We pictured two opposing colors vying for control of an area. As long as some of your color existed, you were still alive. We came up with the mechanic of only letting you drawing your own color from within your own color as a way to organically explain the "extinction" metaphor: if you can only create your color FROM your color, then once it's gone, obviously you can't create any more. We also added the idea of surrounding an area with your color pretty early on, as a way to capture a larger area at a time. It all seemed to fit together well, and we had a pretty solid concept less than two hours into the Game Jam.
Our musician pushed us to come up with a context for the game early, so he could compose some pieces of music for each side. We discussed opposing themes—light versus dark, nature versus technology, good versus evil, ying versus yang—but quickly decided that the theme of fire versus ice was the simplest to show visually and the most compelling and straightforward. And thus, VS: Fire & Ice was born.
The tasks divided pretty evenly. The other programmer would work on the characters, their controls, animation, movement, etc., and I would work on the board.

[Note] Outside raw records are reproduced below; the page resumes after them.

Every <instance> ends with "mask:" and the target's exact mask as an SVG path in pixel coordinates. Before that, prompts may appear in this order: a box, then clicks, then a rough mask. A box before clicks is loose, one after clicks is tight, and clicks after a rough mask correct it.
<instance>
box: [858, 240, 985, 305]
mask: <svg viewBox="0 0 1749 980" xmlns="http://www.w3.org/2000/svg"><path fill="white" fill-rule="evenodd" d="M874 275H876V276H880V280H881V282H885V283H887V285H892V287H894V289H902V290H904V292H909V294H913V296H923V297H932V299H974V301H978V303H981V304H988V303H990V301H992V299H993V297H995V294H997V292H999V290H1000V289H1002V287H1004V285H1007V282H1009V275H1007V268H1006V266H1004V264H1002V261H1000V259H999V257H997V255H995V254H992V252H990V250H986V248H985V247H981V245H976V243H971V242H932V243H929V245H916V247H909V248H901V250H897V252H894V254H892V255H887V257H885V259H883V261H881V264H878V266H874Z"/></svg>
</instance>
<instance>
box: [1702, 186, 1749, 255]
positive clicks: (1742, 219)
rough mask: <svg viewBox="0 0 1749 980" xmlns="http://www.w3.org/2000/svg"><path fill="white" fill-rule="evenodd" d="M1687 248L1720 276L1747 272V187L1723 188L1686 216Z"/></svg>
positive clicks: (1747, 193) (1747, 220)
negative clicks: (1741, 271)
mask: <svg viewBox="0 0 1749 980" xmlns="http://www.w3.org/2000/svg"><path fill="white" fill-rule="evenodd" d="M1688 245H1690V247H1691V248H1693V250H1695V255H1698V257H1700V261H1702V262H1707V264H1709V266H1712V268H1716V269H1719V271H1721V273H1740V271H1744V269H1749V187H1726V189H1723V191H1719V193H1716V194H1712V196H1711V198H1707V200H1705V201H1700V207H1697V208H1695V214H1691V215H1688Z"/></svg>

That first night, I implemented a fast flood-fill algorithm, as well as a way to apply variable-sized stamps onto the board to create an organic appearance to the painting action. The second day, with a little help from another friend at the Game Jam, we came up with a nice algorithm for determining an enclosed area by adapting the flood-fill algorithm (with various optimizations to minimize the areas that would need to be examined), and some late work the second night brought the game into a not only playable, but fairly polished state by the end of the second day. On the third and final day, we added a tutorial and a power-up, to help give a player who was falling behind a chance to catch up.
We decided pretty early on to use XNA for several reasons. First, we wanted the game to be playable with the Xbox 360 controller. Second, I knew XNA fairly well, and the other programmer, while new to the framework, was experienced with C# and an extremely quick study. Prior to the Game Jam, I had researched places we could obtain free Subversion hosting, as I knew I wouldn't want to work without version control. Funny story: I overheard one group late in the weekend saying, "we didn't have time to set up version control, so we just passed along source files via Dropbox, and we only lost data a few times." I remember thinking to myself, you didn't have time NOT to set up version control! Using SVN effectively was so crucial to the success of our project that its beneficial effects cannot be overstated. I wish more academic programs would highlight the importance of source control—ANY source control—to the success of team project development.
By the way, VS: Fire & Ice is available to install for Windows systems. It plays best with 2 or 4 Xbox 360 controllers, but if you have another type of gamepad you can assign the buttons to keypresses and play it that way (see the help overlay in the game for the exact keys). For more information, see the project page on the GGJ web site.
Global Game Jam was a draining experience, but amazingly fun and absolutely inspiring, and I can't wait to do it again next year.